The world will keep mining coking coal and making steel as it always has, it’ll just be much more expensive and less environmentally friendly than it could otherwise have been, which will further impede the implementation of the renewable energy revolution. Coking coal mines in Russia and China will continue cranking out product with far fewer environmental protections than Cumbria would have implemented. Huge dry bulk cargo ships will meander around the globe, packed with coking coal from exporting countries like Canada and Australia, polluting the oceans in the process.

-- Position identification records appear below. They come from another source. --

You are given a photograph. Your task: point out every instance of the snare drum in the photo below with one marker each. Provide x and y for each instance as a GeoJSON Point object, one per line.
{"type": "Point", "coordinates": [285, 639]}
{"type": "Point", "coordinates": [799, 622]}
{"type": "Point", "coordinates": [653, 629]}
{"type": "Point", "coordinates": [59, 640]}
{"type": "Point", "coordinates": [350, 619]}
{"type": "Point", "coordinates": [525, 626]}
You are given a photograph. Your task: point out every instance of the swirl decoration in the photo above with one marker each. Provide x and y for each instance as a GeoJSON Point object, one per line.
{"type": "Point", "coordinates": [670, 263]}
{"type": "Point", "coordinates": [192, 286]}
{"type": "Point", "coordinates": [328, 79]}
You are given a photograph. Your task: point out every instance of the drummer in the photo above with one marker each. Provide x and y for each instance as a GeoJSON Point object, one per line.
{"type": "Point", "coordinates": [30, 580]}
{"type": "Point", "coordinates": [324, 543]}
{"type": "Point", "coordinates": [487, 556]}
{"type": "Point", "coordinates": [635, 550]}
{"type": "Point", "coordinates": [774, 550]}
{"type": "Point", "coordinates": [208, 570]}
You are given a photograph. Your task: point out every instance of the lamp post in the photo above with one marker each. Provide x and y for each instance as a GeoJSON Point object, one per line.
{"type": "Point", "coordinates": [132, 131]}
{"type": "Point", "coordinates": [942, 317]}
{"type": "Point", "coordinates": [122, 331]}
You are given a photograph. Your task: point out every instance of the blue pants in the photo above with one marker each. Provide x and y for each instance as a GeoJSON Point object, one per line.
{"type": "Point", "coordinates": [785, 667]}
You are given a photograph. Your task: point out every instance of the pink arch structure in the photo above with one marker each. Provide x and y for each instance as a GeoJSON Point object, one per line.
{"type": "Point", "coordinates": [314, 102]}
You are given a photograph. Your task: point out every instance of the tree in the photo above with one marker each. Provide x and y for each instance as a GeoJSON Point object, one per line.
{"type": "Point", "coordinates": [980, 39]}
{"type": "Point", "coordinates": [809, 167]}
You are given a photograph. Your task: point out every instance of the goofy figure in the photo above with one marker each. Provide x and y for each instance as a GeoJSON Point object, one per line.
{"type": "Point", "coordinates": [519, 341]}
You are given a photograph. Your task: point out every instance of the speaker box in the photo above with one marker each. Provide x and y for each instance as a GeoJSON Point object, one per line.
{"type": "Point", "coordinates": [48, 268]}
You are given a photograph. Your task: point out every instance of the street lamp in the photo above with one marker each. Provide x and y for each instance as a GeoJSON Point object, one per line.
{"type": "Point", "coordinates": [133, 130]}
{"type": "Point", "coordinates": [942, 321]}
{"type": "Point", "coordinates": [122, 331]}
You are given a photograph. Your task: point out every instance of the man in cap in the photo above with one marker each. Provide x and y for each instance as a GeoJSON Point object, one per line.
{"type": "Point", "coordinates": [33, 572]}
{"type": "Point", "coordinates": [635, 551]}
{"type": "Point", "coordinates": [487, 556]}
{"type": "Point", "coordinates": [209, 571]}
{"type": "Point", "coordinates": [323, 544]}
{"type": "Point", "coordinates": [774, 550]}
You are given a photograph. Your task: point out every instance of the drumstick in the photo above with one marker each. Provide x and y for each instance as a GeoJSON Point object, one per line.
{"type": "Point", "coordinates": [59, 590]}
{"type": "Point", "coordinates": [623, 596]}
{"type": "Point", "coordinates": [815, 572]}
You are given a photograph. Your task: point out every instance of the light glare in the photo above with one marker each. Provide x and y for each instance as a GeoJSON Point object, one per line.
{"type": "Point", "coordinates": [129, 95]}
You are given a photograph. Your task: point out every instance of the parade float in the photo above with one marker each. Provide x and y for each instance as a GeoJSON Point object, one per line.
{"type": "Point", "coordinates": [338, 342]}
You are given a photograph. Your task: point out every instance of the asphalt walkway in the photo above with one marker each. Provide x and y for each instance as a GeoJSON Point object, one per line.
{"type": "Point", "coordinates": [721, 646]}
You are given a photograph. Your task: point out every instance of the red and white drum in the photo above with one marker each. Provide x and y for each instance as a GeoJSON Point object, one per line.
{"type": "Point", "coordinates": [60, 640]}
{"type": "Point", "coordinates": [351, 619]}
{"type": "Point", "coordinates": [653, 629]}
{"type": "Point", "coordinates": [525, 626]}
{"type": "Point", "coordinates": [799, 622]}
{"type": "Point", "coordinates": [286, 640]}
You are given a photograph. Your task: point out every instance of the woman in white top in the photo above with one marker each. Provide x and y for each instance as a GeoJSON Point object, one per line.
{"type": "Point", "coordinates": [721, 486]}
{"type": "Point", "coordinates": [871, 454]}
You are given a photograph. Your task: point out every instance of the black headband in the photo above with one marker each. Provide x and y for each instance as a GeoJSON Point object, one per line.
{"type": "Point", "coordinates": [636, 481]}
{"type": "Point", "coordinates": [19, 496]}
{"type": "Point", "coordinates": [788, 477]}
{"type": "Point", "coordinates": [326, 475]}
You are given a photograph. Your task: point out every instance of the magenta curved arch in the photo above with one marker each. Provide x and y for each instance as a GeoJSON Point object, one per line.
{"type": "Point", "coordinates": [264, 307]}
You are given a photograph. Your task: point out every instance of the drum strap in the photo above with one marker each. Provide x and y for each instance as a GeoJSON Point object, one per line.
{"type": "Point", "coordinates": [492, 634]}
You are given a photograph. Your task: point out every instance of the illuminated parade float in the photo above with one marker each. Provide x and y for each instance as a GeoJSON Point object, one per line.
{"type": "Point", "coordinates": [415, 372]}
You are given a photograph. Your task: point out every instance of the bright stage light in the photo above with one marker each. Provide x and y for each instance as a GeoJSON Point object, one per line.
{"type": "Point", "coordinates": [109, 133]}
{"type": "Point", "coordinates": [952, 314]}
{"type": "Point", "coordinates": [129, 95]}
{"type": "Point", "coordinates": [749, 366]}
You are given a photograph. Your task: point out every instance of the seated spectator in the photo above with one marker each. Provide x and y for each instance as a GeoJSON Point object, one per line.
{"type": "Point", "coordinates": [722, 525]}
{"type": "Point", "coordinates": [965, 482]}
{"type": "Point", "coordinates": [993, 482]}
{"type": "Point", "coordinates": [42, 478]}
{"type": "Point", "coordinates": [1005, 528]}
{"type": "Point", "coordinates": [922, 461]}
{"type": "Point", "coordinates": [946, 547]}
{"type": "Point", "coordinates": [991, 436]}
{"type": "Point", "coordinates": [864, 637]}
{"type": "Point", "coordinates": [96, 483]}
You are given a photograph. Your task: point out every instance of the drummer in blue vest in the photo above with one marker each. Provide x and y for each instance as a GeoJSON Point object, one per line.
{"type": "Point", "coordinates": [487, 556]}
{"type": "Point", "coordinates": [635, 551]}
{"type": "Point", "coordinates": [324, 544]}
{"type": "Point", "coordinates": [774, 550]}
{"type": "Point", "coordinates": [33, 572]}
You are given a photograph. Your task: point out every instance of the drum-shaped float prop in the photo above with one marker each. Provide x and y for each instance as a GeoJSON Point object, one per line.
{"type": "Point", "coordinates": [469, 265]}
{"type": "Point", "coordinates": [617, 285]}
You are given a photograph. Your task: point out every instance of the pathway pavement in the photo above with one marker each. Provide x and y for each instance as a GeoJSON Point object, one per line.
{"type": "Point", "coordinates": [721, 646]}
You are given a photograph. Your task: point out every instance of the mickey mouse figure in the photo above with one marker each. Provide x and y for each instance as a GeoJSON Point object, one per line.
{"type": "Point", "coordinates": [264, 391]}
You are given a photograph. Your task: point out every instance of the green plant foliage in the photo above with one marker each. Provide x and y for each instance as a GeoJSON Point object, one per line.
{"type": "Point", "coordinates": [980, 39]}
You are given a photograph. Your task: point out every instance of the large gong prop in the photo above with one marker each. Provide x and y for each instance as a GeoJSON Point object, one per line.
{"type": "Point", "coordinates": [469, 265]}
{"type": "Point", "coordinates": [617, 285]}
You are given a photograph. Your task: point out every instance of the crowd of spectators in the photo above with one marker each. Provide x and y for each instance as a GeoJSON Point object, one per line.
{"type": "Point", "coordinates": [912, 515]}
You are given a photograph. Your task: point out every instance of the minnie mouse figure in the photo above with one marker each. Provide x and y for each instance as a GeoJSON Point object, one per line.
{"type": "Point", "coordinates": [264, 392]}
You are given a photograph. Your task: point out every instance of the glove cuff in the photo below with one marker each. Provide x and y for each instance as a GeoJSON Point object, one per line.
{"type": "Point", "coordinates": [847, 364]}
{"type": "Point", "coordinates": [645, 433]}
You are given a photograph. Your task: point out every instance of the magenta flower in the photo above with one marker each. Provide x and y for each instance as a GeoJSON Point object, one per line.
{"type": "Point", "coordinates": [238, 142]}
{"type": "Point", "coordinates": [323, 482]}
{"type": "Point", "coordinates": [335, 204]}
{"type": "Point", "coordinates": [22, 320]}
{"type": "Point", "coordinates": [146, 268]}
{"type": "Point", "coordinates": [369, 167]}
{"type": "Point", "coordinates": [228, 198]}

I read that an exit-poll of Virginia voters yesterday that showed they placed “climate change” way, way down — at the bottom — of their concerns. But that’s because the average voter doesn’t understand what the greens have in store for us. If they did, climate change, or more accurately opposition to the lunatics demanding we stop it (somehow) would be their top priority. Just as they don’t think far enough through “grow local” campaigns to realize that they’ll end up losing not only such luxuries as strawberries in January but affordable food of any kind, they don’t follow through what the elimination of fossil fuels and mining will do.

But they’re going to find out.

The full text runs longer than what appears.